According to recent research, consuming unfiltered apple cider vinegar may aid the body in the absorption of certain minerals. like calcium and potassium from leafy greens; lower blood sugar levels by improving the body’s ability to process carbohydrates into glucose that may be helpful for those with type-2 diabetes. But probably the greatest benefits lie in its active probiotic properties. As they say, good health begins in the gut.
What makes unfiltered apple cider vinegar effective?
Unpasteurized apple cider vinegar contains the original “mother culture”. If you’ve ever picked up a bottle, you’ll notice particles floating in its murky liquid. While distilled wine vinegar is filtered and pasteurized to remove the sediment and make it crystal clear, these particles in the “mother” vinegar, carry protein and enzyme strands along with bacteria from the original host that are responsible for introducing live probiotics into our system. Depending on the quality of the fermentation process, bottling and storage determine how active the probiotics will be once consumed. Just like the effectiveness of yeast, if expired, not properly stored, or if overheated, the bacteria are rendered ineffective. There are several brands on the market, the most popular among aficionados is Braggs raw organic apple cider available in grocery stores or online.

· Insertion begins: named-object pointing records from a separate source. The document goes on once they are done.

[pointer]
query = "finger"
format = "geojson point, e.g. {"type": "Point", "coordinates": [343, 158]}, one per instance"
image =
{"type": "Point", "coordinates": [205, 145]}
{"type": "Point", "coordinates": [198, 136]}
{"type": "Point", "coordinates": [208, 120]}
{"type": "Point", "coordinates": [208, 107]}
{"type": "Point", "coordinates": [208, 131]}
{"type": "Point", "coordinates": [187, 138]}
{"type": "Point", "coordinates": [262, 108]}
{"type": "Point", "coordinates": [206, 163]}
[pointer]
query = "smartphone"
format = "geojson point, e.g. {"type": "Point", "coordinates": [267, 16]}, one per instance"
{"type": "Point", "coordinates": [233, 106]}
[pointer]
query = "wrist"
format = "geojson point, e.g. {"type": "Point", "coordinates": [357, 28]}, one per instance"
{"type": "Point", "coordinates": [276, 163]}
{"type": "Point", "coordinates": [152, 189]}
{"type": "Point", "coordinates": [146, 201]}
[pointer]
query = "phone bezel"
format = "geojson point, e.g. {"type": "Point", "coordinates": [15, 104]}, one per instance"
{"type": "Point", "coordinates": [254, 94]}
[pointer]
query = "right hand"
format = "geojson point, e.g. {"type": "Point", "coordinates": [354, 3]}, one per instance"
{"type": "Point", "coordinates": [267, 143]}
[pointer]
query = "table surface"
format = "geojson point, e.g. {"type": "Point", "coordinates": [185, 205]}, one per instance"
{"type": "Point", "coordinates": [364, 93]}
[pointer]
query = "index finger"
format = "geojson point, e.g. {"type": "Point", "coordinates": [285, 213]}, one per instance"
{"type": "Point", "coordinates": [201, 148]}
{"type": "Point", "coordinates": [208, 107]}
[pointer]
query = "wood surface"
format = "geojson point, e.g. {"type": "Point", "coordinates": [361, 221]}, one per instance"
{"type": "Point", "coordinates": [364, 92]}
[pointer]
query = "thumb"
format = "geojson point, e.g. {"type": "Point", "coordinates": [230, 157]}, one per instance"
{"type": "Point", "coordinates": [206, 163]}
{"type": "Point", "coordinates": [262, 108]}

Are these benefits limited to just apple cider vinegar?
Not necessarily. All vinegar contains acetic acid that when used to ferment, convert the sugar in food into lactic acid derived from the genesis of lactobacillus, commonly known as gut-friendly bacteria. By infusing your own vinegar, you’re creating a fermentation process to actively produce a “mother” vinegar.
Health and wellness begin at home, often found in the simplest forms.